I extended the quotes mentioned because I thought the context was not clear enough in the original form, and a quote can range from a short comment one might make in conversation to a long one which one might cite in an essay. How the quotes are presented has always been a matter for debate of those concerned, upon the pages where they are presented — within the rules that have become established and the general guidelines which remain in development. ~ Kalki 16:54, 29 April 2007 (UTC)[reply]
Fair enough. They may be less "snappy", but that's no great sin I guess :) DewiMorgan 19:41, 4 May 2007 (UTC)[reply]

Unsourced[edit]

Wikiquote no longer allows unsourced quotations, and they are in process of being removed from our pages (see Wikiquote:Limits on quotations); but if you can provide a reliable, precise and verifiable source for any quote on this list please move it to Jack Valenti. --Antiquary 18:16, 12 May 2009 (UTC)[reply]
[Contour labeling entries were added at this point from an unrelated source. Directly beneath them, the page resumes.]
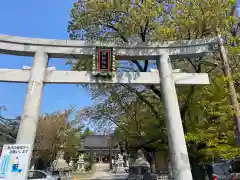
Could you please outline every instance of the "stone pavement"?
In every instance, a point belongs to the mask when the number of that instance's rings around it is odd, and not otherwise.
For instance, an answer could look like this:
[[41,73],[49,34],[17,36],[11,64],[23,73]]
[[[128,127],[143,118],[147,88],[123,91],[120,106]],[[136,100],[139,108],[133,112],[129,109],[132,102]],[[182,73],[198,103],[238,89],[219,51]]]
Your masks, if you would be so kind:
[[93,174],[91,180],[126,180],[127,174],[110,172],[109,164],[96,164],[96,172]]

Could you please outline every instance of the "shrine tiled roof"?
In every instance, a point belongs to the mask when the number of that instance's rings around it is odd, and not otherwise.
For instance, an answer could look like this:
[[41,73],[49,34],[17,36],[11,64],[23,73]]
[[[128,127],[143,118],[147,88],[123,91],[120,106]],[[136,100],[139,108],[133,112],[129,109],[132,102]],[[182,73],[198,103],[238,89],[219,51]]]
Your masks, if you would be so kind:
[[112,144],[111,136],[107,135],[90,135],[85,137],[81,142],[80,149],[88,148],[109,148]]

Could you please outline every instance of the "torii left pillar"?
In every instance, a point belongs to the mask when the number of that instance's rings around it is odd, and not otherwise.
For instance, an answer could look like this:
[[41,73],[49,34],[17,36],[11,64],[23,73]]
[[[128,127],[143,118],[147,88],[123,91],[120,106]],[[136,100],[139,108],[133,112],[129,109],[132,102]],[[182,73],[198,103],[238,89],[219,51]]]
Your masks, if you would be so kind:
[[[40,115],[47,64],[48,55],[43,51],[36,52],[31,69],[30,79],[28,82],[23,115],[16,140],[17,144],[28,144],[32,146],[30,149],[30,157],[28,157],[28,167],[30,166],[30,160],[32,157],[33,145],[37,131],[37,124]],[[28,170],[25,170],[23,173],[25,179],[27,179]]]

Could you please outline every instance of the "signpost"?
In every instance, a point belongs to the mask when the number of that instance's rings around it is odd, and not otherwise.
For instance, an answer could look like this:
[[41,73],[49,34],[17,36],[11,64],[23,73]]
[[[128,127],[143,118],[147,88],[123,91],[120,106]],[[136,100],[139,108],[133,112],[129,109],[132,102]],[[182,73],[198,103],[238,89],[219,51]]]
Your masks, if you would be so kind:
[[0,180],[26,180],[28,176],[31,145],[4,145],[0,161]]

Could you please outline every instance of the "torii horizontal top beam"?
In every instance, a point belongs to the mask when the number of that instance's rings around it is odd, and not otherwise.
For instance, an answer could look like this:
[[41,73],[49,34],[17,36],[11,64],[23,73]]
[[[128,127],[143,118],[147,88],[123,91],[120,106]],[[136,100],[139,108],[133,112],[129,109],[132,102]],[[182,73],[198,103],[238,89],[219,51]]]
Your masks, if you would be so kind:
[[164,43],[101,43],[75,40],[38,39],[0,35],[0,53],[20,56],[34,56],[44,51],[52,58],[77,58],[92,56],[96,46],[114,47],[117,60],[154,60],[156,56],[168,53],[171,59],[178,56],[200,56],[211,52],[217,44],[216,38],[190,41],[167,41]]
[[[28,83],[31,70],[0,69],[0,82]],[[209,84],[207,73],[173,73],[175,84]],[[124,72],[110,79],[97,78],[87,71],[46,71],[50,84],[160,84],[159,72]]]

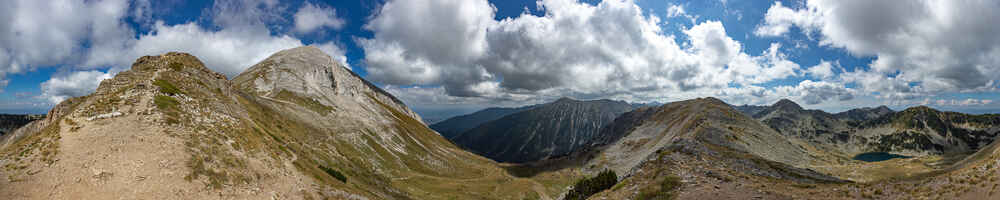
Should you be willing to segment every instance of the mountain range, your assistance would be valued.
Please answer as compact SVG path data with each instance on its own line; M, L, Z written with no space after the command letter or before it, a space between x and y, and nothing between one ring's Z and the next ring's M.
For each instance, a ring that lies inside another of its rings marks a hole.
M145 56L0 149L13 199L548 199L575 177L510 176L315 47L232 80Z

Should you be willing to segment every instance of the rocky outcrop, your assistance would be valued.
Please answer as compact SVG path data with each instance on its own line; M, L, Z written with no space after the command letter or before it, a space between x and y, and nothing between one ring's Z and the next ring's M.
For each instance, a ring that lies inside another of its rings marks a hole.
M343 102L375 105L377 101L420 120L402 101L311 46L279 51L234 77L233 84L258 96L275 98L286 91L335 107L354 106L339 105Z
M631 174L650 156L677 141L721 147L766 160L802 166L815 162L804 143L788 139L715 98L678 101L622 115L595 143L591 164ZM616 139L617 138L617 139Z
M564 187L507 175L333 63L296 48L230 81L189 54L139 58L5 138L0 196L523 199L552 195L526 185Z
M27 114L0 114L0 136L10 133L17 128L31 123L32 121L44 119L45 115Z
M590 143L597 132L632 110L623 101L561 98L493 120L451 140L500 162L531 162L568 154Z

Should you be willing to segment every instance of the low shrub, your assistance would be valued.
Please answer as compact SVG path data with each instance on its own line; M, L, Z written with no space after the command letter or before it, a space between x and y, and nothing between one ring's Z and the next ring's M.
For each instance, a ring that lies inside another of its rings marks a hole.
M581 179L573 184L573 189L566 193L567 200L587 199L591 195L604 191L618 183L618 175L614 171L605 169L593 178Z

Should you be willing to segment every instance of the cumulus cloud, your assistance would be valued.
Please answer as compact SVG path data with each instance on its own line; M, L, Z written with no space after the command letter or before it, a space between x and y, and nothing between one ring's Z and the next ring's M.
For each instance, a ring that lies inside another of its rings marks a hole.
M1000 23L998 9L993 1L810 0L798 9L776 2L755 33L780 36L797 27L820 45L875 56L869 72L894 76L872 82L893 89L881 92L996 91L1000 26L991 25Z
M82 60L89 42L95 48L122 45L112 41L130 36L118 21L128 2L16 0L0 7L0 80L6 75Z
M329 27L340 29L344 27L344 19L337 17L337 10L305 2L295 12L295 31L311 33L319 28Z
M337 45L334 42L327 42L322 44L312 44L312 46L315 46L316 48L323 50L323 52L326 52L326 54L329 54L334 61L340 63L340 66L343 66L348 70L351 69L351 65L347 63L346 51L340 45Z
M812 66L809 67L809 69L806 69L806 73L808 73L809 76L812 76L814 78L829 79L834 76L833 65L835 64L836 63L832 63L830 61L825 61L825 60L820 61L820 63L817 64L816 66Z
M53 76L42 82L42 94L38 98L57 104L70 97L90 94L97 89L101 81L113 76L101 71L77 71L64 75Z
M440 84L455 97L648 101L799 75L780 45L751 56L718 21L683 30L688 40L678 44L632 1L538 4L545 15L497 21L486 1L387 2L365 25L374 37L359 40L368 77L390 86ZM396 91L414 94L403 90Z
M107 72L124 70L144 55L189 52L208 68L232 77L274 52L304 45L272 31L288 21L287 7L273 0L215 1L204 14L212 26L198 21L166 24L152 19L151 7L149 1L124 0L14 1L0 7L0 20L10 22L0 24L0 86L8 82L8 74L41 67L75 71L42 84L39 99L57 103L92 92L114 74ZM140 26L154 22L149 32L136 34L127 20ZM322 27L327 25L334 24ZM340 46L314 45L349 67ZM110 69L102 75L95 70L100 68Z

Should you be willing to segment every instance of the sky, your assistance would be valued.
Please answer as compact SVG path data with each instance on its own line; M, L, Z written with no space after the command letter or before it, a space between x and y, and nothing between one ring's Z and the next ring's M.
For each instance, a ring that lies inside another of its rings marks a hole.
M144 55L188 52L231 78L303 45L425 118L560 97L1000 112L1000 1L6 4L0 113L45 113Z

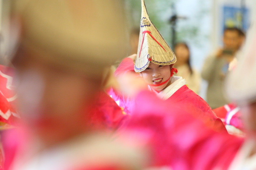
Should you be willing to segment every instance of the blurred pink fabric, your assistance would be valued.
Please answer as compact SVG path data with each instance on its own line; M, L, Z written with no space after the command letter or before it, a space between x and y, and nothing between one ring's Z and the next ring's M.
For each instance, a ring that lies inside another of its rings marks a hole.
M168 166L179 170L226 169L243 142L206 127L181 110L182 106L160 100L149 92L139 94L136 100L127 130L136 139L136 134L147 134L145 142L152 148L151 166Z

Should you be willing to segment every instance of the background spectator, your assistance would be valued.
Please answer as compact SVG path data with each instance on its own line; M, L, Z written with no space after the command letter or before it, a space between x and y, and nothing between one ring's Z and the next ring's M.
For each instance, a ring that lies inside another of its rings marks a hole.
M174 47L174 52L177 61L174 67L178 70L177 76L185 78L188 87L198 94L200 90L201 75L191 66L190 52L188 46L185 43L178 43Z

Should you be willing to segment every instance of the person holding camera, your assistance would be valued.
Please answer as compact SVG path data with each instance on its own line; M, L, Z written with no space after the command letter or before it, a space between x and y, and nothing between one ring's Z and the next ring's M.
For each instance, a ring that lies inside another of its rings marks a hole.
M238 28L225 28L223 47L205 61L202 76L208 82L207 101L213 109L229 103L223 91L223 84L229 64L243 44L245 36L244 33Z

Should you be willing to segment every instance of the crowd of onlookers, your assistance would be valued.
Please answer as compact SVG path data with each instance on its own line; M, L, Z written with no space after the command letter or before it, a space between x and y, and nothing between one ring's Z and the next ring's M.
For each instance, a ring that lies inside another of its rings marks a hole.
M208 84L206 100L213 109L228 104L223 89L225 77L230 62L238 54L245 39L245 34L236 27L227 27L223 32L223 46L205 60L201 73L191 65L189 45L185 42L176 44L172 49L177 58L174 67L178 70L177 75L185 78L189 88L197 94L200 92L202 79ZM138 50L139 30L134 29L130 37L131 54Z

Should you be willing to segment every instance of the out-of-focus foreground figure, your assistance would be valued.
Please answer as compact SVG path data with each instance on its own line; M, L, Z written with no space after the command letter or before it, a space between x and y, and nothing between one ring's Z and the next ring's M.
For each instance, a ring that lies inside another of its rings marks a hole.
M140 159L132 150L97 135L117 128L125 117L100 92L105 67L126 55L121 1L12 2L12 14L20 26L12 63L27 133L11 169L137 166L136 161L125 162L133 162L133 157Z

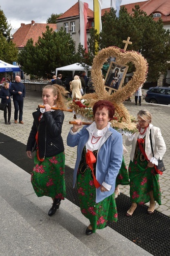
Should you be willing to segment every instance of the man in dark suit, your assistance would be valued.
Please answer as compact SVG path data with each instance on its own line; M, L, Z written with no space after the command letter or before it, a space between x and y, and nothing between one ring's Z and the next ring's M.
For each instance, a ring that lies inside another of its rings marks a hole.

  • In Hollywood, you're a veteran if you've had a job of more than six weeks' tenure with one company.
    • Valenti's tenure with the MPAA was 38 years.
  • We hit Jamaica over the head with a two-by-four.
    • The U.S. restricted foreign aid until Jamaican studios began paying royalties to the MPAA. (1984)
  • Will a democratic society allow just three corporate entities to wield unprecedented dominion over television, the most decisive voice in the land? There are now only three national networks... There will never be more than three national networks.